A. Immunoblotting indicated that 11βHSD2 was expressed in all investigated cell lines while COX-2 was detectable in some of them, including LLC, H1435 and A549 cells. B. Immunoblotting indicated that CS inhibited LLC cell COX-2 expression in a dose-dependent manner. C. CS (1μM)-induced LLC cell COX-2 inhibition was enhanced by 11βHSD2 inhibitor, GA. D. CS (1μM)-induced LLC cell COX-2 inhibition was enhanced by carbenoxolone (CBX, 10 μM), another 11βHSD2 inhibitor. E. CS (1μM)-induced H1435 cell COX-2 inhibition was enhanced by GA (10 μM). F. CS (1μM)-induced A549 cell COX-2 inhibition was enhanced by GA (10 μM).

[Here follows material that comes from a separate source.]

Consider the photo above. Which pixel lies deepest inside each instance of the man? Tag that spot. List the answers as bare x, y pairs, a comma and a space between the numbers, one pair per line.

To determine the effect of 11ßHSD2 inhibition on CS-mediated inhibition of mTOR and ERK signaling pathways, both LLC cells and A549 cells were treated with 1 μM CS with or without 10 μM GA for 24 hours and p-mTOR and p-ERK levels were determined with immunoblotting. As indicated in Fig 3A, CS treatment resulted in decreases in both p-mTOR and p-ERK levels in LLC cells, which were enhanced by 11ßHSD2 inhibition with GA. Similarly, CS-mediated inhibition of p-mTOR and p-ERK was also augmented by GA treatment in A549 cells (Fig 3B).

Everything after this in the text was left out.